Morgan’s major roles included Pete Porter in both ‘December Bride’ and ‘Pete and Gladys,’ Officer Bill Gannon on ‘Dragnet,’ Amos Coogan on ‘Hec Ramsey’ and his starring role as Colonel Sherman T. Potter in ‘M*A*S*H’ and ‘AfterMASH.’. He appeared in more than 100 films. In 1986, he co-starred with Hal Linden in ‘Blacke’s Magic’, a show about a magician who doubled as a detective solving unusual crimes. Harry’s character, Leonard Blake, was a semiretired con artist.
In 1987, Morgan reprised his Bill Gannon character, now a captain, for a supporting role in another film version of Dragnet, a parody, and homage to the original series written by and starring Dan Aykroyd and costarring Tom Hanks and Christopher Plummer.
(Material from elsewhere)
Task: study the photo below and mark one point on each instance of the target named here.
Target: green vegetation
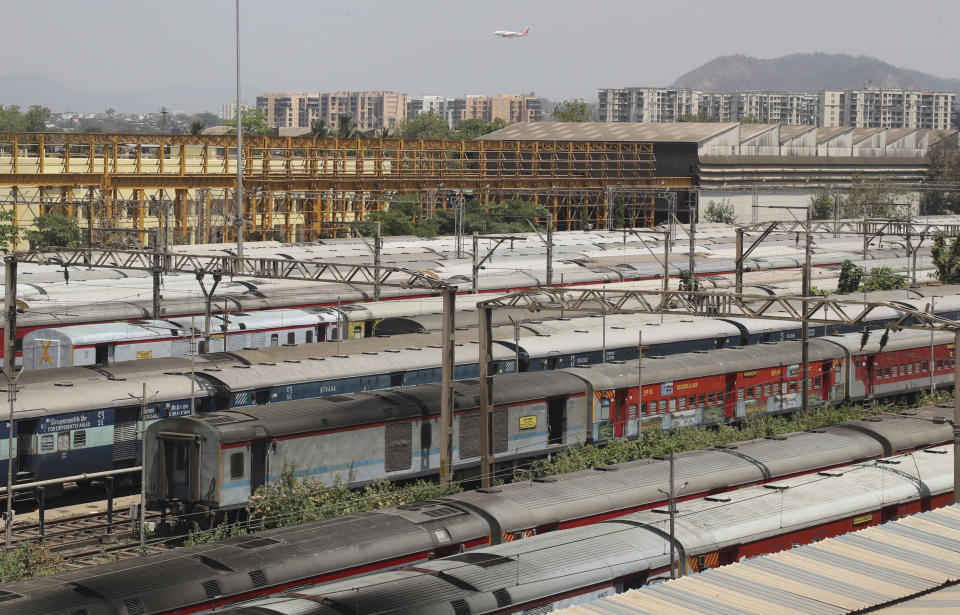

In 1987–1988, Morgan starred in the one-season situation comedy series ‘You Can’t Take It with You’ as family patriarch Martin Vanderhof. In 2006, He was inducted into the Hall of Great Western Performers at the National Cowboy & Western Heritage Museum in Oklahoma City, Oklahoma.
From his successful acting career, Harry Morgan accumulated a total net worth of $30 million by the time of his death.